BaF Vietnam Agriculture Joint Stock Company (HoSE: BAF) has just announced a plan to offer up to 6 million bonds in 2022 to raise about 600 billion VND.
BAF Vietnam has just announced the Resolution of the Board of Directors (BoD) on the approval of the following issues: the issuance plan, the plan to use and repay the capital obtained from the public bond offering, as well as the approval of the listing of bonds on the stock trading system.
In detail, BAF Vietnam aims to issue 6 million bonds in 2 phases, at the price of VND100,000 per bond, equivalent to the par value of 600 billion VND.
This is a non-convertible bond, without warrants and collateral.
Bonds are offered for sale under the form of bookkeeping, through an issuing agent (An Binh Securities Joint Stock Company, to be more specific) and pay a fixed interest rate of 10.5% per year.
The first phase of the bond offering will take place in the first half of 2022 and the remaining (about 3 million bonds) will be offered in the second half of 2022.
According to the plan, BAF Vietnam aims to achieve total revenue of VND 3,502 billion in 2022 and VND 855.3 billion in profit before tax. By 2025, the above targets are expected to reach VND 25,788 billion and VND 4,455 billion, respectively.
78 million BAF shares have just been listed on HoSE since December 3rd, with a reference price of VND 20,000 per share at the first session.
Soon after, the company received attention from the business community as it show its big ambition in the market in its plan to develop the 3F value chain – from farm to fork.
Phan Ngoc An, Chairman of BAF Vietnam, shared with a reporter from baodautu.vn, said that in order to meet the capital source for the “develop the farm system” plan, this business is forced to increase its capital.
In 2022, BAF Vietnam plans to open and put into operation 5 more farms with an average cost of approximately VND 230 billion per farm (including 2 sow farms, with 5,000 each; 3 market hog farms, with 30,000 each).
Financial position and business results of BAF Vietnam before and after the bond offering. (Unit: million Dong).
Recently, the company has put into operation a feeding factory in Tay Ninh and a factory with a total capacity of approximately 18,000 tons per month in Nghe An to supply livestock factories in the Northern region.
Currently, on average, BAF Vietnam puts on the market about 50,000-60,000 pigs per month and is expected to raise the number to 1.9 million by 2025.
In terms of consumption channel, about 1/10 of the pork this company delivers on the market daily is consumed at the supermarket chain of an affiliated company, 49% owned by BAF Vietnam, which is Siba Food Vietnam Joint Stock Company.
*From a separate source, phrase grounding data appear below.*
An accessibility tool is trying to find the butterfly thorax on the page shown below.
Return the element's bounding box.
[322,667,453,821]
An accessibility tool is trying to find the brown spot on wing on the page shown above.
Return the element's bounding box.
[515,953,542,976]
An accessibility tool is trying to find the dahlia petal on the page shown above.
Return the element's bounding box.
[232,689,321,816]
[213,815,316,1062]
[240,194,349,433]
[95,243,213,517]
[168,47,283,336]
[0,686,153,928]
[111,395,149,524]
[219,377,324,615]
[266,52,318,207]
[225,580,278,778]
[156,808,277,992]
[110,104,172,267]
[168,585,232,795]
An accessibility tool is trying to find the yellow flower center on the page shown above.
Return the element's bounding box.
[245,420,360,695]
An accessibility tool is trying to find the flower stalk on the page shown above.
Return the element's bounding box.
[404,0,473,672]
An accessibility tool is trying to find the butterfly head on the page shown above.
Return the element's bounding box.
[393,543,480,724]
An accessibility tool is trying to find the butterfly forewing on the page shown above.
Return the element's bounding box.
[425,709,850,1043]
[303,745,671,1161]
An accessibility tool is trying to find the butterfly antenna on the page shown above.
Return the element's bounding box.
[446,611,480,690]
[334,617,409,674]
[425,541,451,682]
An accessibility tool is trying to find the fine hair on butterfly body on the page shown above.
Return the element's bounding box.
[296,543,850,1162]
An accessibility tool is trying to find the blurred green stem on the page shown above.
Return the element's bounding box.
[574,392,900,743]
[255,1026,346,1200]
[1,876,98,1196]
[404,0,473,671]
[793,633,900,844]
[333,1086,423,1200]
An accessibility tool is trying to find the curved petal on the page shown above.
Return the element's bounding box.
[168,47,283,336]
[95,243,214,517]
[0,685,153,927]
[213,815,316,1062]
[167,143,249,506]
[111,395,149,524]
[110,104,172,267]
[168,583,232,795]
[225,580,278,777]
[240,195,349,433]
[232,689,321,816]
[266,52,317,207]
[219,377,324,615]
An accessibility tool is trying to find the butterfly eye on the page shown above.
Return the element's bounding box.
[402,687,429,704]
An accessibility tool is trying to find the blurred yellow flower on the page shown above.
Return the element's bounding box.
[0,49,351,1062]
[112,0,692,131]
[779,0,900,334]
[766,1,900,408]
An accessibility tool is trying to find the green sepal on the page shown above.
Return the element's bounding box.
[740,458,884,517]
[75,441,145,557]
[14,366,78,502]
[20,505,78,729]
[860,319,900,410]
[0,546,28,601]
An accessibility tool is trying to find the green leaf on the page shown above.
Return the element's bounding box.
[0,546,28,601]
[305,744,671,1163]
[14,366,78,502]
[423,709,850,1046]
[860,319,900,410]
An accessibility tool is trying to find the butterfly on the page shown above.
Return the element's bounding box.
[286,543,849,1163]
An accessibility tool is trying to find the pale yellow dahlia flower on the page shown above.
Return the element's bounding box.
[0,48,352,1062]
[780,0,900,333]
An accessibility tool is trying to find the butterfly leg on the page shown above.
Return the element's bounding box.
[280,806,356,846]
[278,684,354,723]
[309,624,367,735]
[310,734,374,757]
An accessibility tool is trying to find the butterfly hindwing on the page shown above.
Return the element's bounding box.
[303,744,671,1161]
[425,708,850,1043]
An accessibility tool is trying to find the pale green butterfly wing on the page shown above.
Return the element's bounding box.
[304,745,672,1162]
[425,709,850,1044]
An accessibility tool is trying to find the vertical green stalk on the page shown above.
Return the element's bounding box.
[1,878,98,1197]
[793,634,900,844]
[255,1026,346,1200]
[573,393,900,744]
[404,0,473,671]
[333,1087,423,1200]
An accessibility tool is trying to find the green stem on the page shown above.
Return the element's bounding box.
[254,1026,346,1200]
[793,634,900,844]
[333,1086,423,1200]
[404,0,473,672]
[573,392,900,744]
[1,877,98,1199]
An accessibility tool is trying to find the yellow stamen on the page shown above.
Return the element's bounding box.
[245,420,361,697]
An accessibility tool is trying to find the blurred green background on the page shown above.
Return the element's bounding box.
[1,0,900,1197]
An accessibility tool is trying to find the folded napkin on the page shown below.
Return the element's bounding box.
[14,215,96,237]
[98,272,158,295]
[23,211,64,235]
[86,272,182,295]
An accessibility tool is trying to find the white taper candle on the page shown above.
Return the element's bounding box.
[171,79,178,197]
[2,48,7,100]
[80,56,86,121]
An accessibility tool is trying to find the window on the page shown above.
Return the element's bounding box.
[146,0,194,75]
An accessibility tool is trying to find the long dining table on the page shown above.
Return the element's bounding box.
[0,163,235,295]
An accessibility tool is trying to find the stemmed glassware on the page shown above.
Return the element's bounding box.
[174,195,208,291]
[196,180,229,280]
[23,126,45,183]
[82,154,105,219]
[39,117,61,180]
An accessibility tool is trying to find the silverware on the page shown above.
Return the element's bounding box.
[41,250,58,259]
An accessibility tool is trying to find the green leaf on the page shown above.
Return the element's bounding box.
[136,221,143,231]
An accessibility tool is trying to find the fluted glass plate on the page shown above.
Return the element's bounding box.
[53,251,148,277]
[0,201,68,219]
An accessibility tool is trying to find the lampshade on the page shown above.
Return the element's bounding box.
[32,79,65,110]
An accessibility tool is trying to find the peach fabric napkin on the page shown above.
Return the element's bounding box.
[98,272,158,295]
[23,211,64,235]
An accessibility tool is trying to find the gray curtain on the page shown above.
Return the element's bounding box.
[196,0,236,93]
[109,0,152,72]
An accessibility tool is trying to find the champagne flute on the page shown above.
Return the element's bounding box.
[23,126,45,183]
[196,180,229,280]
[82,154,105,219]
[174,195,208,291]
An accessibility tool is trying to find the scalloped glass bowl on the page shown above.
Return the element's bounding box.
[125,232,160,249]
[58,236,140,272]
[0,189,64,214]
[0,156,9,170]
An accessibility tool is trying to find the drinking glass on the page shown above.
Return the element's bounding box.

Mr. An stated, based on the plan to develop the herd through the expansion of the farm system, by 2025, Siba Food will operate about 5,000 stores and by 2030, the number of stores will be 13,000.
“Building the 3F value chain in the early stages requires a lot of capital for activities including but not limited to building barns, factories, developing breeding stock, etc. And when everything stays in a stable operation, the costs are mainly related to food supplements. In about 4-5 months, we will announce the official information about the cooperation deal with a strategic partner”, said Chairman of BAF Vietnam.